My husband and I roamed, unable to settle. In the surgical waiting room, patient surnames flipped across a giant board: In Holding, In OR, In Recovery. People came to the board and stared up as if checking on a delayed flight. We killed time in the cafeteria, sending text-messages to relatives. We slept in our car in the parking garage, which was hot and smelled of exhaust. I slept again later, sprawled on a bench while rush-hour commuters stampeded past. Trapped in the hospital, wrecked and fearful, I didn’t care. Sleep came, full of mercy.

Twelve hours passed before we saw her again – finally In Recovery. Though groggy, she grabbed our hands, me on one side, her father on the other, and managed a wry complaint: “Remind me again why I can’t have any water.”

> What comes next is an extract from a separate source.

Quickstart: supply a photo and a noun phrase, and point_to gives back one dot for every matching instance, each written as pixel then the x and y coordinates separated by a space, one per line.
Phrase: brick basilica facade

Our beloved returned to us. She didn’t yet know what we knew about her insides. The head surgeon had approached us for a huddle, as the surgery continued without him.

Leaning against a wall, he called the X-rays to his phone, swiping the screen. First, the before picture: “Note the rigid deformity,” he said. Anyone could see it, but the crisis had been averted. That was his message, the news we longed for. The proof was in the after image: a spine held in check by hardware, corrected by medical science. The surgeon was pleased.

In the corridor we viewed screenshots of our child’s bones while she slept on the operating table and someone closed her up. We marvelled at her new condition, straight as three rods and 30 screws.

Laura Rock Gaughan lives in Lakefield, Ont.